A number of important points may be taken from Yukos Capital v Tomskneft:

• Rules on exorbitant jurisdiction, including the rules on its ouster, are suggested as applicable in enforcement of foreign awards cases. The natural conclusion following from the reasoning of Kelly J is that application for enforcement under the New York Convention should not “bypass” ordinary jurisdiction rules of the particular seized domestic court.
• The case demonstrates how the issue of exorbitant exercise of court jurisdiction may become intertwined with the (limits on) enforcement of the award. If the enforcement could be considered by Kelly J, this would have been on basis of exorbitant jurisdiction of the Irish courts. But the exorbitant exercise of jurisdiction would have meant to “drag” Tomskneft, seemingly an unrelated to Ireland company, into a procedure before the Irish courts. To hear the merits of the case would be in fact to honour, in a sense, the attempt to escape the jurisdictions where Tomskneft might hold assets but where the attempt to enforce might fail, too. In the absence of a requirement that the respondent should be somehow present in the jurisdiction, it seems still important to consider whether the requested enforcement pursues a practically achievable aim or it pursues an alternative of the ordinary and natural ways to obtain enforcement. The purpose lying at the heart of enforcement procedure is the award to be granted relief in a particular jurisdiction and to be subsequently executed. Where it is evident (or at least strongly arguable) that the execution in that jurisdiction would be pointless, the court should not reject the application immediately but consider what reasons for granting enforcement there might be in the particular case. If, as it happened in Yukos Capital v Tomskneft, the sole reason is to obtain enforcement order in a reputable jurisdiction, this would qualify as an exercise very close to forum shopping – in fact, a “shopping” of enforcement in a reputable jurisdiction.
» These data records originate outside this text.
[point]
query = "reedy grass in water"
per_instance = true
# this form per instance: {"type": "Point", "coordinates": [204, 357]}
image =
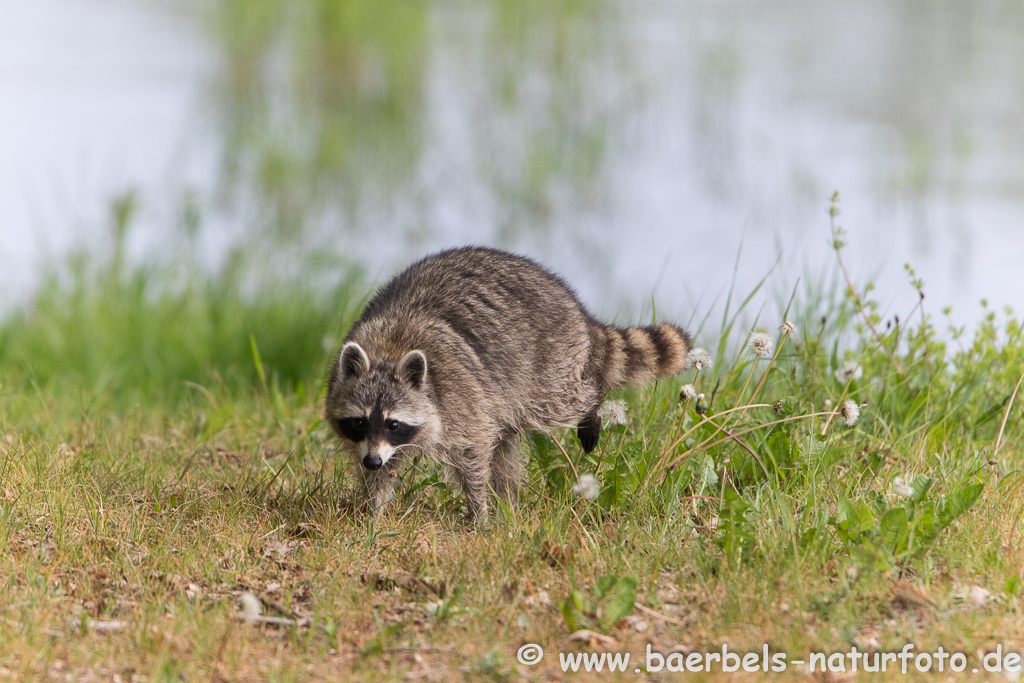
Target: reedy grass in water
{"type": "Point", "coordinates": [156, 470]}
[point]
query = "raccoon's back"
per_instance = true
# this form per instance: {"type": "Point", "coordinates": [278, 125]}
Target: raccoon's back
{"type": "Point", "coordinates": [522, 322]}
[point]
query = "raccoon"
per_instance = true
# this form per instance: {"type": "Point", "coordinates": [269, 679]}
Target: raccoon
{"type": "Point", "coordinates": [466, 349]}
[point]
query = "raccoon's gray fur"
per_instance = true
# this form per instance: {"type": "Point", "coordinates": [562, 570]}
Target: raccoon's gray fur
{"type": "Point", "coordinates": [469, 347]}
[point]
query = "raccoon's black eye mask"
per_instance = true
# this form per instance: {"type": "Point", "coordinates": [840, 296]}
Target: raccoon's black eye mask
{"type": "Point", "coordinates": [396, 433]}
{"type": "Point", "coordinates": [353, 428]}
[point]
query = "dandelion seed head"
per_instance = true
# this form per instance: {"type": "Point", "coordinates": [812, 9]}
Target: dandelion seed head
{"type": "Point", "coordinates": [251, 607]}
{"type": "Point", "coordinates": [901, 488]}
{"type": "Point", "coordinates": [850, 370]}
{"type": "Point", "coordinates": [761, 344]}
{"type": "Point", "coordinates": [850, 412]}
{"type": "Point", "coordinates": [698, 358]}
{"type": "Point", "coordinates": [612, 413]}
{"type": "Point", "coordinates": [587, 486]}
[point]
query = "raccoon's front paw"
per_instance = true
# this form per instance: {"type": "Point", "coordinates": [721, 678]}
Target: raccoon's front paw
{"type": "Point", "coordinates": [589, 432]}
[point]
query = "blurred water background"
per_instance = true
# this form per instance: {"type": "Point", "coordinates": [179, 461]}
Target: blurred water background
{"type": "Point", "coordinates": [640, 147]}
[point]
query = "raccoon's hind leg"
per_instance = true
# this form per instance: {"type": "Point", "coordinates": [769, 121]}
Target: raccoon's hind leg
{"type": "Point", "coordinates": [589, 431]}
{"type": "Point", "coordinates": [507, 468]}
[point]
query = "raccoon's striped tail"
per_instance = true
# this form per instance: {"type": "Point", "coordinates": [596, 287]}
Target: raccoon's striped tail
{"type": "Point", "coordinates": [638, 355]}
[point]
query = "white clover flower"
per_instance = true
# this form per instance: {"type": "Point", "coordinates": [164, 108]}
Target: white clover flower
{"type": "Point", "coordinates": [901, 488]}
{"type": "Point", "coordinates": [251, 607]}
{"type": "Point", "coordinates": [698, 358]}
{"type": "Point", "coordinates": [979, 596]}
{"type": "Point", "coordinates": [850, 370]}
{"type": "Point", "coordinates": [850, 412]}
{"type": "Point", "coordinates": [612, 413]}
{"type": "Point", "coordinates": [587, 486]}
{"type": "Point", "coordinates": [761, 344]}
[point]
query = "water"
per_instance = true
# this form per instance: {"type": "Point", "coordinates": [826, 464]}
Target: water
{"type": "Point", "coordinates": [637, 147]}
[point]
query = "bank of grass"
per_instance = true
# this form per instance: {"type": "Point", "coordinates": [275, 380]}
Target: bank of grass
{"type": "Point", "coordinates": [163, 454]}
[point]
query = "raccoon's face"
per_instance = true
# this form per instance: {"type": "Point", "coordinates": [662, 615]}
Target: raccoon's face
{"type": "Point", "coordinates": [381, 408]}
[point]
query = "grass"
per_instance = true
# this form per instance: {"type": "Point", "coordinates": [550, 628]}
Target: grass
{"type": "Point", "coordinates": [162, 453]}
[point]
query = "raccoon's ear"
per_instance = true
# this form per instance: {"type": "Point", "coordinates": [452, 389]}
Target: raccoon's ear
{"type": "Point", "coordinates": [352, 361]}
{"type": "Point", "coordinates": [413, 369]}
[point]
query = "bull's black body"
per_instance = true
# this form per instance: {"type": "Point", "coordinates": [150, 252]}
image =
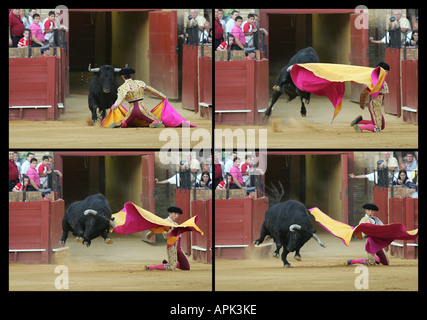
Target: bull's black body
{"type": "Point", "coordinates": [102, 90]}
{"type": "Point", "coordinates": [89, 226]}
{"type": "Point", "coordinates": [277, 223]}
{"type": "Point", "coordinates": [286, 85]}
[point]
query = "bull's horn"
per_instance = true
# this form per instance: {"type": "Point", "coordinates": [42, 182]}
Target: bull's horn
{"type": "Point", "coordinates": [294, 227]}
{"type": "Point", "coordinates": [93, 69]}
{"type": "Point", "coordinates": [318, 240]}
{"type": "Point", "coordinates": [90, 211]}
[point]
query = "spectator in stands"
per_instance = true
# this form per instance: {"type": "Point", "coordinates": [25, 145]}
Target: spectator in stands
{"type": "Point", "coordinates": [25, 40]}
{"type": "Point", "coordinates": [225, 183]}
{"type": "Point", "coordinates": [414, 39]}
{"type": "Point", "coordinates": [16, 28]}
{"type": "Point", "coordinates": [37, 35]}
{"type": "Point", "coordinates": [49, 26]}
{"type": "Point", "coordinates": [230, 44]}
{"type": "Point", "coordinates": [26, 164]}
{"type": "Point", "coordinates": [13, 171]}
{"type": "Point", "coordinates": [205, 182]}
{"type": "Point", "coordinates": [249, 29]}
{"type": "Point", "coordinates": [238, 33]}
{"type": "Point", "coordinates": [237, 182]}
{"type": "Point", "coordinates": [34, 176]}
{"type": "Point", "coordinates": [402, 179]}
{"type": "Point", "coordinates": [22, 186]}
{"type": "Point", "coordinates": [219, 30]}
{"type": "Point", "coordinates": [230, 23]}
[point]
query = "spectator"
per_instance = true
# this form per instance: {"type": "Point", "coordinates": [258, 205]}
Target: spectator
{"type": "Point", "coordinates": [238, 33]}
{"type": "Point", "coordinates": [34, 176]}
{"type": "Point", "coordinates": [225, 184]}
{"type": "Point", "coordinates": [205, 35]}
{"type": "Point", "coordinates": [411, 163]}
{"type": "Point", "coordinates": [22, 186]}
{"type": "Point", "coordinates": [414, 39]}
{"type": "Point", "coordinates": [230, 23]}
{"type": "Point", "coordinates": [219, 31]}
{"type": "Point", "coordinates": [13, 171]}
{"type": "Point", "coordinates": [43, 170]}
{"type": "Point", "coordinates": [37, 35]}
{"type": "Point", "coordinates": [249, 29]}
{"type": "Point", "coordinates": [25, 40]}
{"type": "Point", "coordinates": [49, 26]}
{"type": "Point", "coordinates": [237, 182]}
{"type": "Point", "coordinates": [16, 28]}
{"type": "Point", "coordinates": [26, 164]}
{"type": "Point", "coordinates": [205, 182]}
{"type": "Point", "coordinates": [230, 44]}
{"type": "Point", "coordinates": [402, 179]}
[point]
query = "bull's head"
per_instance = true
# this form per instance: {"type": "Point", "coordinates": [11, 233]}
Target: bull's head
{"type": "Point", "coordinates": [96, 224]}
{"type": "Point", "coordinates": [298, 237]}
{"type": "Point", "coordinates": [107, 75]}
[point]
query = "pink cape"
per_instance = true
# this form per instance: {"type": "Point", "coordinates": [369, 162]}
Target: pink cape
{"type": "Point", "coordinates": [328, 80]}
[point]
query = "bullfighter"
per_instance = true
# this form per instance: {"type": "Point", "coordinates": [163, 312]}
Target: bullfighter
{"type": "Point", "coordinates": [377, 123]}
{"type": "Point", "coordinates": [132, 91]}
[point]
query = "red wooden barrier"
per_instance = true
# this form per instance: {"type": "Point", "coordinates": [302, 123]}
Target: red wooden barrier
{"type": "Point", "coordinates": [410, 91]}
{"type": "Point", "coordinates": [202, 244]}
{"type": "Point", "coordinates": [189, 78]}
{"type": "Point", "coordinates": [404, 211]}
{"type": "Point", "coordinates": [34, 230]}
{"type": "Point", "coordinates": [241, 89]}
{"type": "Point", "coordinates": [34, 88]}
{"type": "Point", "coordinates": [237, 224]}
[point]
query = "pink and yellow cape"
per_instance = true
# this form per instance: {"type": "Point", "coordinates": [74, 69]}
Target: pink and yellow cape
{"type": "Point", "coordinates": [163, 111]}
{"type": "Point", "coordinates": [327, 79]}
{"type": "Point", "coordinates": [379, 236]}
{"type": "Point", "coordinates": [133, 219]}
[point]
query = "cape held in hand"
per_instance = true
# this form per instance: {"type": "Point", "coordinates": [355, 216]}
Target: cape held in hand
{"type": "Point", "coordinates": [133, 219]}
{"type": "Point", "coordinates": [379, 236]}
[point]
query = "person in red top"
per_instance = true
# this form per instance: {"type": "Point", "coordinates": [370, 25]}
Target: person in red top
{"type": "Point", "coordinates": [16, 27]}
{"type": "Point", "coordinates": [219, 31]}
{"type": "Point", "coordinates": [13, 172]}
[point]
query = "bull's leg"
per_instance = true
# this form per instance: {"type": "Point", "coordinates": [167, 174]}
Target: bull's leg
{"type": "Point", "coordinates": [276, 95]}
{"type": "Point", "coordinates": [65, 229]}
{"type": "Point", "coordinates": [303, 110]}
{"type": "Point", "coordinates": [263, 234]}
{"type": "Point", "coordinates": [107, 239]}
{"type": "Point", "coordinates": [297, 256]}
{"type": "Point", "coordinates": [278, 247]}
{"type": "Point", "coordinates": [285, 252]}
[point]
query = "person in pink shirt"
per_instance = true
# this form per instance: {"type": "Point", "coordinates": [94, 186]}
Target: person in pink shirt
{"type": "Point", "coordinates": [238, 33]}
{"type": "Point", "coordinates": [37, 35]}
{"type": "Point", "coordinates": [236, 174]}
{"type": "Point", "coordinates": [34, 176]}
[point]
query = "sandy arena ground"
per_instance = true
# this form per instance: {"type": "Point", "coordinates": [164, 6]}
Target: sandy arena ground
{"type": "Point", "coordinates": [321, 269]}
{"type": "Point", "coordinates": [72, 130]}
{"type": "Point", "coordinates": [316, 130]}
{"type": "Point", "coordinates": [115, 267]}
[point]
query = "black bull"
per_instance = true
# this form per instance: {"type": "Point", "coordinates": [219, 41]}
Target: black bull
{"type": "Point", "coordinates": [284, 83]}
{"type": "Point", "coordinates": [103, 89]}
{"type": "Point", "coordinates": [88, 219]}
{"type": "Point", "coordinates": [289, 224]}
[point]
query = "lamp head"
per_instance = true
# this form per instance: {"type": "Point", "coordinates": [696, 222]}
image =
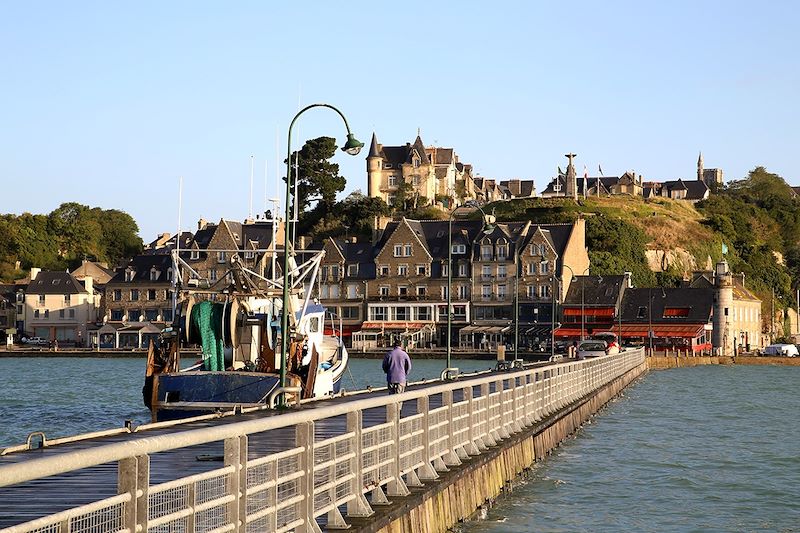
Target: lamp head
{"type": "Point", "coordinates": [353, 145]}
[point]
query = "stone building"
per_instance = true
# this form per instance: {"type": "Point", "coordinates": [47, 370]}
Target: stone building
{"type": "Point", "coordinates": [58, 307]}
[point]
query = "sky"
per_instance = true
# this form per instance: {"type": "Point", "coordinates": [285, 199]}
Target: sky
{"type": "Point", "coordinates": [113, 104]}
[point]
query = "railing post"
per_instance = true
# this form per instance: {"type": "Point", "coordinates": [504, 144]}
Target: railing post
{"type": "Point", "coordinates": [396, 487]}
{"type": "Point", "coordinates": [133, 476]}
{"type": "Point", "coordinates": [304, 436]}
{"type": "Point", "coordinates": [358, 506]}
{"type": "Point", "coordinates": [450, 458]}
{"type": "Point", "coordinates": [426, 472]}
{"type": "Point", "coordinates": [471, 448]}
{"type": "Point", "coordinates": [235, 455]}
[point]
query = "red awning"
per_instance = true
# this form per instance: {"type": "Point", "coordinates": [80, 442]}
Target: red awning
{"type": "Point", "coordinates": [411, 326]}
{"type": "Point", "coordinates": [606, 312]}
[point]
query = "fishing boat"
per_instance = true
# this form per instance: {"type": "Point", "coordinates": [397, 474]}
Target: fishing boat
{"type": "Point", "coordinates": [236, 322]}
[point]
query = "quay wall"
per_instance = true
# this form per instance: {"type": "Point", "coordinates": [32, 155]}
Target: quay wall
{"type": "Point", "coordinates": [662, 363]}
{"type": "Point", "coordinates": [462, 491]}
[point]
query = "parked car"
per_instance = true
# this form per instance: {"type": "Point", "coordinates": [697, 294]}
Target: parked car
{"type": "Point", "coordinates": [591, 348]}
{"type": "Point", "coordinates": [784, 350]}
{"type": "Point", "coordinates": [35, 341]}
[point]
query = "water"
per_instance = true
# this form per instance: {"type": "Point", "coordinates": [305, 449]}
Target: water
{"type": "Point", "coordinates": [711, 448]}
{"type": "Point", "coordinates": [67, 396]}
{"type": "Point", "coordinates": [700, 449]}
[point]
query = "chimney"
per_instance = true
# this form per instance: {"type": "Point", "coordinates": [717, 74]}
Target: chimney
{"type": "Point", "coordinates": [88, 283]}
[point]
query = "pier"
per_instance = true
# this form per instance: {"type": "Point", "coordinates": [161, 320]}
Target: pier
{"type": "Point", "coordinates": [369, 461]}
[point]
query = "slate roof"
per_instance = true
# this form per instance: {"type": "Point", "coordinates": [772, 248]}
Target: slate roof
{"type": "Point", "coordinates": [700, 303]}
{"type": "Point", "coordinates": [142, 265]}
{"type": "Point", "coordinates": [597, 290]}
{"type": "Point", "coordinates": [55, 283]}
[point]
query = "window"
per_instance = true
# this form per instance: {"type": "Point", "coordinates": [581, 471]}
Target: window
{"type": "Point", "coordinates": [352, 292]}
{"type": "Point", "coordinates": [350, 313]}
{"type": "Point", "coordinates": [462, 292]}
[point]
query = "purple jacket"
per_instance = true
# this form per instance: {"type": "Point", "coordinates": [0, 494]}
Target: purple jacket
{"type": "Point", "coordinates": [397, 365]}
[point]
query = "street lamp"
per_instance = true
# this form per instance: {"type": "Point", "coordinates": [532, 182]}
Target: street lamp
{"type": "Point", "coordinates": [586, 271]}
{"type": "Point", "coordinates": [487, 228]}
{"type": "Point", "coordinates": [352, 147]}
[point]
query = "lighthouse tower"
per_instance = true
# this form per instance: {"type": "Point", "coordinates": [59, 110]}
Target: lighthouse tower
{"type": "Point", "coordinates": [722, 342]}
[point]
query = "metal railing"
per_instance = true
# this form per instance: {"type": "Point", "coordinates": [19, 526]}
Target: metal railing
{"type": "Point", "coordinates": [356, 462]}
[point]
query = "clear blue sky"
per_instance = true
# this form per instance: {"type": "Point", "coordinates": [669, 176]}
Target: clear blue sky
{"type": "Point", "coordinates": [108, 103]}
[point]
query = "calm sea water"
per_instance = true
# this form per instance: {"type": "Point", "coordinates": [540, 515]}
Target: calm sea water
{"type": "Point", "coordinates": [699, 449]}
{"type": "Point", "coordinates": [703, 449]}
{"type": "Point", "coordinates": [67, 396]}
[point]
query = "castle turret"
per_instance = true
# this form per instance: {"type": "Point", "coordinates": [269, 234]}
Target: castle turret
{"type": "Point", "coordinates": [374, 168]}
{"type": "Point", "coordinates": [722, 342]}
{"type": "Point", "coordinates": [700, 168]}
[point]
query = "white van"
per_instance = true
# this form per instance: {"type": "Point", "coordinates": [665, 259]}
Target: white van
{"type": "Point", "coordinates": [784, 350]}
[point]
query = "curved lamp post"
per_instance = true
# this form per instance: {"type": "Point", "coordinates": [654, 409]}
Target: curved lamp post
{"type": "Point", "coordinates": [583, 318]}
{"type": "Point", "coordinates": [352, 147]}
{"type": "Point", "coordinates": [488, 227]}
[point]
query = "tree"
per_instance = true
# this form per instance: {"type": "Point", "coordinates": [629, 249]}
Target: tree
{"type": "Point", "coordinates": [318, 179]}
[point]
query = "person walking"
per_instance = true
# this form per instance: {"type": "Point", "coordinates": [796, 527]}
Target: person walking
{"type": "Point", "coordinates": [396, 365]}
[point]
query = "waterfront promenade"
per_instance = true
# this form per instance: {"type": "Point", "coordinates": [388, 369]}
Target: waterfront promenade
{"type": "Point", "coordinates": [330, 464]}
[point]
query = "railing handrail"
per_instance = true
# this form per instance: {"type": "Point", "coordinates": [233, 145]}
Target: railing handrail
{"type": "Point", "coordinates": [23, 471]}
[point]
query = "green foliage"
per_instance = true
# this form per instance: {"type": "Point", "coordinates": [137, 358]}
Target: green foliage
{"type": "Point", "coordinates": [318, 179]}
{"type": "Point", "coordinates": [60, 240]}
{"type": "Point", "coordinates": [617, 246]}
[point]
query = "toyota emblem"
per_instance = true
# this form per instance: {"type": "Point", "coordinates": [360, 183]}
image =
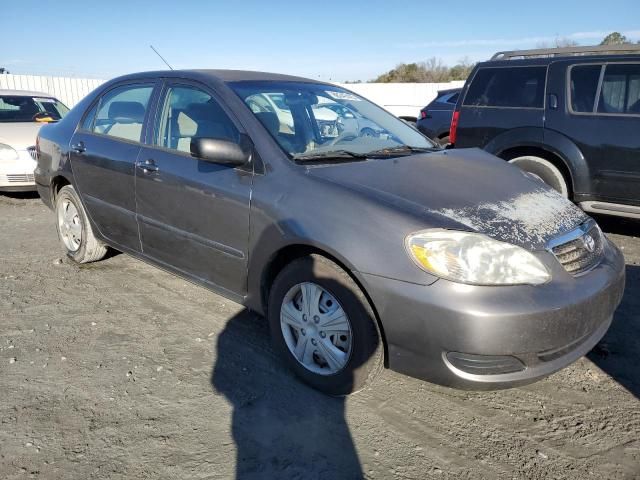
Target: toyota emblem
{"type": "Point", "coordinates": [589, 243]}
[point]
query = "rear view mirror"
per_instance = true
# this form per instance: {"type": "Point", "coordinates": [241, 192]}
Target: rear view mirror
{"type": "Point", "coordinates": [222, 152]}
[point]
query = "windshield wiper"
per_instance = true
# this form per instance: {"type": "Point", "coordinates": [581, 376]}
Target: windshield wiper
{"type": "Point", "coordinates": [401, 149]}
{"type": "Point", "coordinates": [331, 155]}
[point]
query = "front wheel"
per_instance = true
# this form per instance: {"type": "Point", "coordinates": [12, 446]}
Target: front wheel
{"type": "Point", "coordinates": [323, 326]}
{"type": "Point", "coordinates": [74, 229]}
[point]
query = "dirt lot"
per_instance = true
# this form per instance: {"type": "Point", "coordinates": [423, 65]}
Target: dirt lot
{"type": "Point", "coordinates": [119, 370]}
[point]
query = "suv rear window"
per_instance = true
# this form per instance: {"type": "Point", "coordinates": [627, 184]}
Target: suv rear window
{"type": "Point", "coordinates": [620, 89]}
{"type": "Point", "coordinates": [521, 87]}
{"type": "Point", "coordinates": [584, 85]}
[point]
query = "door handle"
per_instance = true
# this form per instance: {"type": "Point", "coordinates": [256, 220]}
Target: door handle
{"type": "Point", "coordinates": [148, 166]}
{"type": "Point", "coordinates": [78, 147]}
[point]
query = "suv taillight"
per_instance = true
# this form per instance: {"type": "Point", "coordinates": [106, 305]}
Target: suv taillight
{"type": "Point", "coordinates": [453, 130]}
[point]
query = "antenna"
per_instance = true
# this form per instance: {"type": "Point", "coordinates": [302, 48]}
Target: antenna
{"type": "Point", "coordinates": [161, 57]}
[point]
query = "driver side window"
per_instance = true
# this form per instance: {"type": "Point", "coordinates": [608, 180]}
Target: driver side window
{"type": "Point", "coordinates": [188, 113]}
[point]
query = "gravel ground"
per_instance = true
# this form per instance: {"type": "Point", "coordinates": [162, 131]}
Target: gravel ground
{"type": "Point", "coordinates": [118, 370]}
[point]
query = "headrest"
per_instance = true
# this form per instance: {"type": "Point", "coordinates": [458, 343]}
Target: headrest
{"type": "Point", "coordinates": [126, 112]}
{"type": "Point", "coordinates": [270, 121]}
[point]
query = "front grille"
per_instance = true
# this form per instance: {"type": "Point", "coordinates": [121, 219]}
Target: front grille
{"type": "Point", "coordinates": [33, 152]}
{"type": "Point", "coordinates": [581, 250]}
{"type": "Point", "coordinates": [20, 178]}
The actual purpose has not been execution in Ireland but making use of the Irish decision on enforcement to support enforcement in another jurisdiction – a jurisdiction where the “real” execution should take place.

It can be inferred from the reasoning of the Irish court that the foreign arbitral award should have a sufficient nexus to the forum State. In the light of this, although an application for enforcement may meet the criteria in both the New York Convention and the domestic law of the court, it should be rejected on grounds of lack of basis supporting exorbitant exercise of court powers.